Monday, November 23, 2009
Branding Lessons: 5 Tips for MADman Principals to Improve School Identity through Emotional Branding
Years ago, the first time I went into the Disney store in NYC, I had tears in my eyes. Cutching my young daughter's hand, I knew she was excited. She was almost dancing with delight! But the emotion of every experience I'd had with Disney as a child welled up inside me. Inside I was dancing with delight. A lifetime of emotions for a brand. What a connection! Although research says that even the strongest brands connect at the powerful emotional level with about half of their customers, it's worth thinking about it as a Branding Lesson for MADman Principals. It's worth thinking about the subtle ways that your school's brand might benefit from genuine emotional connection to an audience. Would it benefit having the "dance of satisfactory customer service delight" about your school's services present in the subconscious minds of your community? Would you want more than half of your community to have the subliminal buzz that the school is beneficial to them? I'd say yes...and around budget time and referundum time, the answer would be a definite YES!
So a few Tips on BRANDING and Emotions.
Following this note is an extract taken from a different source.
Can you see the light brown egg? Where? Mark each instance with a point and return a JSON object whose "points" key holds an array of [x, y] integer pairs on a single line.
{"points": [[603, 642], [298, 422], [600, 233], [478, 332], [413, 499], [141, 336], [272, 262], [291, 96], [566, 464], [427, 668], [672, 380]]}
One of the best pieces on the subject is William Mc Ewan's the Power of Emotional Connection.http://www.zibs.com/mcewen.shtml
What he's learned from digging into consumer conversations can inform your next emotionally charged conversation with colleagues and staff about branding. These MADman principles come from business, but I see them with educators eyes. They absolutely relate to schools and the need to build an identity that offers an emotional connection, one that builds support for any direction the school takes to build a unique identity for student achievement:
1. Consumers' emotions aren't merely warm and squishy concepts suitable mainly for greeting cards and Hollywood movies. Emotional connections are powerful and profitable. Emotional bonds represent critical indicators of a wide variety of future positive outcomes related to achievement. Schools provide services and products. There's an impressive Return on Investment that results from emotionally engaging a community niche market - and there's a substantial cost, especially around voting, that results from disengaging them.
2. There's a crucial difference between a customer and an engaged customer. Getting schools to increase customers should never be an objective; building customer engagement should be. MADman principals can be accountable for building engagement. It's never a single factor; it's the total brand experience that determines the enduring health of a "brand marriage"in a school community. The "people" component is almost always the toughest to get right,but MADmen have the edge!
3. Every time a customer comes in contact with the school organization - with its products, stores/schools, people, visual tags, or with the stories that appear in blogs and in the newspaper - the brand relationship can be enhanced. Or it can be diminished. Brand marriages aren't static; they continue to evolve. And every change, whether up or down, has a consequence.
4. Brand relationship management isn't just a marketing challenge, nor is it a challenge that can be met solely through operational or technology enhancements. Successful brand connection management requires a passionate and empowered MADman principal , A brand champion, who leads a school-wide commitment and aligns efforts that extend across a school or district.
5. School consumers' emotions can be reliably and meaningfully measured, quantified and, more to the point, can be managed. Schools can enhance their customer connections.
As McEwen states..It's certainly not easy. But it's not really optional; it's imperative.